As I wrote earlier, we’ve been using cloud technologies for a while, and with considerable success. But one interesting detail has amazingly been overlooked, and unfairly so. In the cloud-based Kaspersky Security Network (KSN), (video, details) there’s a rather impressive anti-spam cloud. It started from the Urgent Detection System (UDS). The link to similar anti-malware technology is no coincidence: both are based on similar principles.
This is how the traditional anti-spam technology works.
Let’s say an email arrives at a computer. It is immediately assailed by various anti-spam technologies, both local and cloud-based, which test the message and give verdicts.

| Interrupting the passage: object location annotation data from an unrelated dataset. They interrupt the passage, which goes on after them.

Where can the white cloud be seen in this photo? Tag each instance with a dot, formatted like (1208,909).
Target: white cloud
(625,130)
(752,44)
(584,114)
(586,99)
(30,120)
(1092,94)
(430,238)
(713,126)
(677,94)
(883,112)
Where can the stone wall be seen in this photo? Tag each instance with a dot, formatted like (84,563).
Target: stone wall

Based on these, the system decides whether this message lives or dies.
And this is what happens in the UDS.
The system takes a micro-signature from the email message and sends it to the cloud to check it against a dedicated spam database. Earlier we used 16-byte hashes; in 2011 we started the UDS2 (UDS 2nd generation) procedure involving 4-byte fuzzy hashes, which are more effective against obfuscated texts and are therefore better at filtering out spam. Importantly, these hashes do not create extra work for the analyst, since the system creates them automatically based on collected spam samples.
The two main issues for anti-spam are: (i) how fast updates are developed (analysts are only human and their resources are not unlimited); and (ii) how fast those updates are delivered to the user. For that reason, most developments in this field are now geared towards creating and refining a variety of dedicated technologies, like Möbius, and replacing human expertise as much as possible. This is where UDS2 has enormous potential.

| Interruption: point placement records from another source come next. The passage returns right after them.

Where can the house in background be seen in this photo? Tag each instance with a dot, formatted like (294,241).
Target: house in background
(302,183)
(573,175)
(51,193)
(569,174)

You see, UDS2 has a feature called clustering. The first generation of UDS returned simple replies to users’ queries about whether a certain signature existed in the database or not. UDS2, however, groups similar signatures into clusters and calculates their spam reputations to boot! This in turn helps process spam automatically in the cloud.

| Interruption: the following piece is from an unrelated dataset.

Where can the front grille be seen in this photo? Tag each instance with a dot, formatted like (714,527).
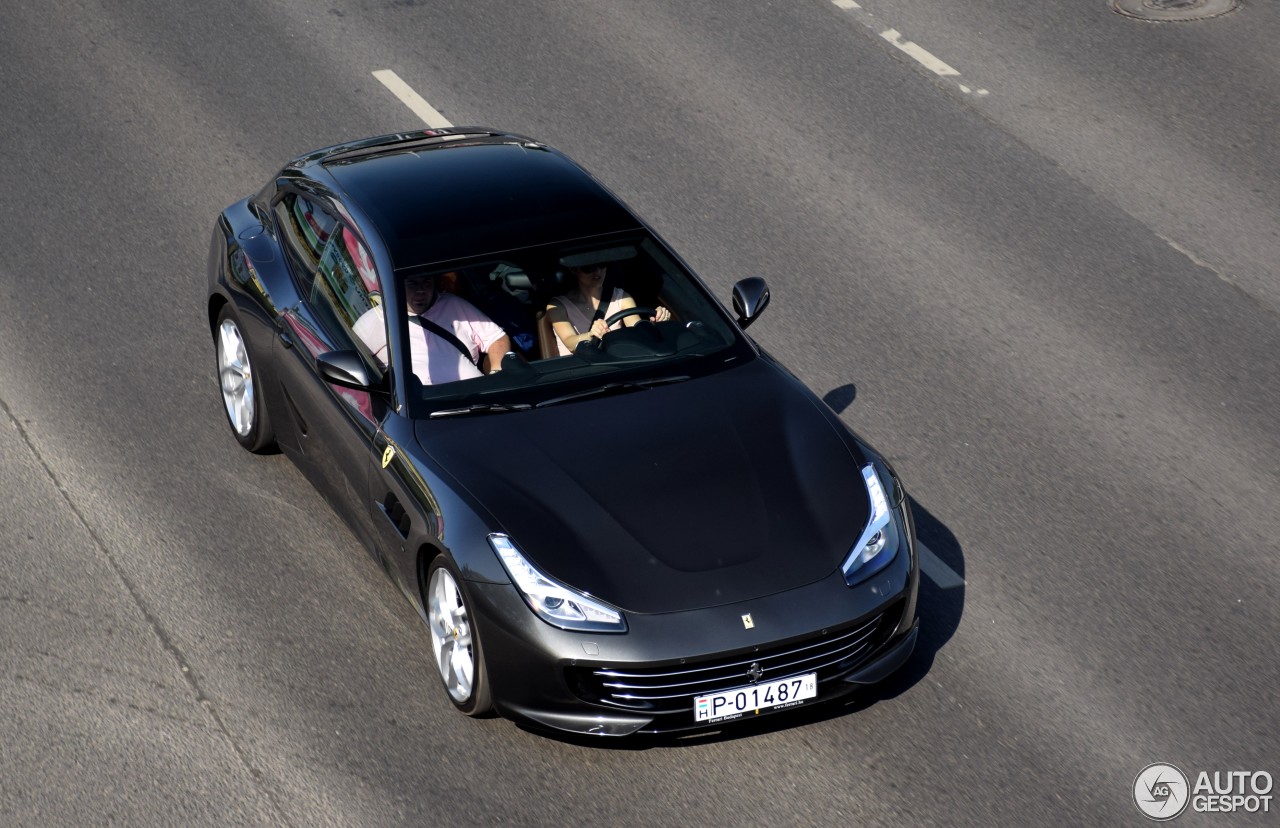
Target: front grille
(672,687)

The clustering and automatic spam processing is performed by Content Reputation technology. In 2012, we plan to release a number of new features based on it. The first is Rescan, which allows the user to impose a short (20-30 minutes) optional delay in checking only suspicious emails. In real life, such messages make up no more than 1% of the entire mail traffic, so the amount of quarantined mail will not exceed 100 MB even in a large organization. This period of time will be sufficient for us to figure out what is spam and what isn’t, and add a signature.
The second feature is Auto-ban, or automatic blocking of emails which were grouped into high spam reputation clusters. Naturally, they will then be checked manually by the analyst, and the blocking can be instantly rolled back if necessary. In this approach, the system prompts the human to do the analysis rather the human asking the system, which makes things faster and more effective.
Both features are now being put through their paces in internal tests and are delivering very encouraging results. For instance, Rescan reduces the amount of unrecognized spam by a factor of ten (yes, ten!) and improves the general detection rate from 99.50% to 99.95% (that’s right!) This is in fact among the best results across the entire industry, while still keeping the false positive rate at zero.
We also have some other very ambitious plans. First of all, we intend to develop a multidimensional ‘clusterizer’ to group and calculate reputations for a number of other attributes on top of fuzzy hashes. There are oodles of such attributes in KSN.
I wonder if we’re going to make it into the elite 100/0 club (100% detection / 0 false positives) in testing this year? Wish us luck!